Vanderbilt Team with MCML receive NEUP R&D award: Development of a Nano-Modified Concrete for Next Generation of Storage Systems
This project is led by Prof. Florence Sanchez. The co-PIs are Profs. Caglar Oskay and David Kosson. All PIs are faculty of the Civil and Environmental Engineering at Vanderbilt University. This project addresses the NE research needs in the development of a superior concrete for extended
storage of used nuclear fuel.
Brief Overview of the Project
Current challenges in extending the safe storage period of used nuclear fuel to potentially a century or longer include the development of structural materials that can withstand severe conditions for extended periods of time and retain their functionality to maintain the integrity of the fuel containment. This requires extending the service life and performance of concrete under radiation and high temperatures/gradients in addition to environmental weathering and shock loading conditions. Nanomodification of concrete through the incorporation of nano-sized particles has shown to enhance the overall performance of concrete, with higher compressive and flexural strengths, improved hydration and internal curing characteristics, early cracking resistance, and higher durability compared to conventional concrete as a result of the high reactivity of the nano-particles.
The goal of this research is to develop a superior concrete for the long-term storage of used nuclear fuel by engineering concrete at the nanoscale through the incorporation of nano-sized and nano-structured particles based on enhanced reactivity (not fiber reinforcement).
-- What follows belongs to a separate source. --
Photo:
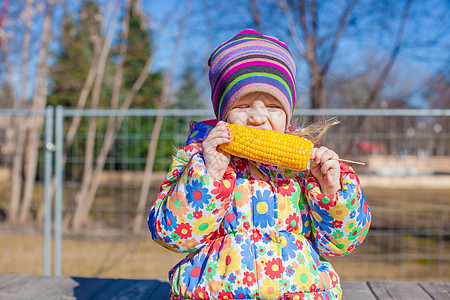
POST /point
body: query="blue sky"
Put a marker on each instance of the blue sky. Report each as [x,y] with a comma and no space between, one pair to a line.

The proposed project will focus on nano- silica, nano-calcium carbonate, nano-iron, nano-alumina, and nanoclay in concrete. State-of-the-art experimental chemical and mechanical characterizations across multiple length scales (nano to macro) and computational analysis will be integrated to elucidate key aspects of the performance of nano- modified concretes and their sensitivities to environmental weathering, radiation and thermal influences and the subsequent effect on the material mechanical performance. Optimum nano-particle content and combinations that demonstrate maximum synergy for superior mechanical properties and durability of concrete under relevant environments found in used nuclear fuel storage will be identified.
This project will advance a key component of nuclear waste storage systems through the inclusion of nano-engineered concrete additives to enhance the stability and longevity of nuclear waste dry storage casks. The outcomes from this project are expected to impact material effectiveness in storage applications over extended periods of time in severe radiation, thermal, and environmental conditions and to advance the state of knowledge and understanding in the field of nuclear waste storage.
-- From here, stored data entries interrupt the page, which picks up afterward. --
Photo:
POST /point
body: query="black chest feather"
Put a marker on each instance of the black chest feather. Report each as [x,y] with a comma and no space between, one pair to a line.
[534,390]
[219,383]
The research team brings a unique combination of expertise in multiscale experimental characterization, durability testing, nanotechnology in concrete, and coupled complex multi-phenomena of degradation processes and damage modeling at different time and length scales that is needed to develop a superior, high strength, temperature and radiation resistant concrete with improved weatherability for the long-term storage of used nuclear fuel.